Fındık için yapılan pazarlama faaliyetleri daha profesyonel hale getirilmeli, üretimde oluşacak arz fazlasının eritilmesini sağlayacak seviyelere ulaştırılmalıdır. Mevcut pazarlar çeşitlendirilmeli ve derinleştirilmelidir. Yeni tanıtım faaliyetleri ile hedef ülke odaklı pazarlama stratejileri oluşturulmalıdır.
Üretilen fındığın hemen piyasaya sunulmasının önlenmesi için lisanslı depoculuğa geçilmeli uzun süre mahsulün muhafaza edilebilmesi için gerekli ortam oluşturulmalıdır.

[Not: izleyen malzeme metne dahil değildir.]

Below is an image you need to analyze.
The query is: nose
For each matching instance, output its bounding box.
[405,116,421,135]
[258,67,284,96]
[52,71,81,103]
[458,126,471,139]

Dünyada fındık üretimin en önemli oyuncusu olarak Türkiye’nin üreticisini bilinçlendirme adına daha fazla gayret göstermesi gerektiği açıktır. Zira önemli bir ticaret hacmi bulunan fındık sektörünün dünyada talibi çoktur. Yaşlanan üretim sahalarının verimi düşerken Türkiye ile aynı bölgede yaşayan ülkeler üretimlerini hızla artırmaktadır.
Türkiye’nin dünya fındık piyasasını elinde tutabilmek adına neler yapması gerektiği, neleri yapmadığı takdirde piyasa gücünün kırılacağı konularında üreticilerin yapacağı yorumlar bilinçlenme adına yerinde olacaktır.